# Walking on hind legs?



## SilverFerret (Nov 24, 2004)

My siamese can walk on her hind legs, and does it, she'll walk foward, is this........ummm.........Odd?


----------



## Superkitties (Jan 30, 2004)

That sounds soooo cute!! I would love to see that. There's another member here whose cat "prays" for a while. Mozart and Pixie like to sit up on their hind legs and watch us, but they don't walk. Well, Mozart will take a couple steps, but I don't think that counts.


----------



## DesnBaby (Apr 18, 2004)

When I play w/ Baby sometimes & she grabs the puppet w/ both paws on her hind legs & it looks like she is dancing & I make her dance w/ it :lol: . But she cannot walk on her hind legs, only if I'm holding her w/ the puppet.


----------



## theinfamousj (Nov 30, 2004)

SilverFerret said:


> My siamese can walk on her hind legs, and does it, she'll walk foward, is this........ummm.........Odd?


I have a cat who, aside from coloring, is siamese. His sister was the same way though their momma wasn't siamese at all so the shelter supposed that daddy-dearest was siamese. Anyway, the point of that long story was to tell you that Tequila does the same thing. We've also been able to teach him to sit, lie down, roll over, etc.

I heard by word of mouth that it is a siamese trait and that half-siamese cats carry all the personality of a full blood. Constant yapping is another one.

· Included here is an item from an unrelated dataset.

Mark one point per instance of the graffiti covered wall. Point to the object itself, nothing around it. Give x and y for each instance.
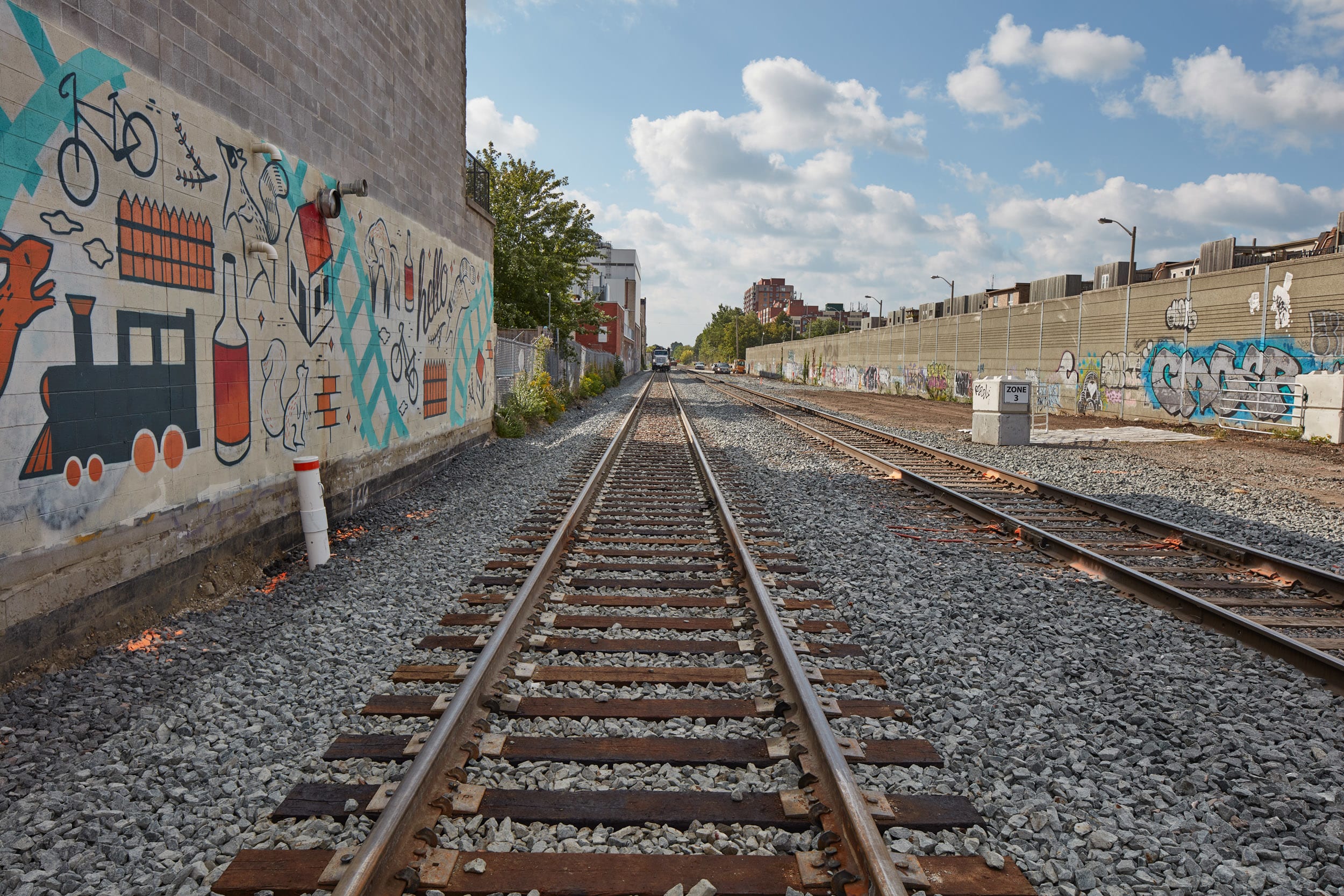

Does yours stretch her paws up at you and act like a child who wants to be picked up?


----------



## kitkat (Sep 22, 2003)

Twinkie walking will be the day pigs fly. Now Sugar walks around the table on her hind legs. Just imagine us on the couch, a cat puts her paws up on the coffee table, circling the entire table wondering what's up there. It's so cute everytime I see it


----------



## coaster (Dec 1, 2004)

that sounds like quite a dextrous cat!! the best I can come up with is the new guy who sits up on his hind legs like a dog. :lol: 

Tim


----------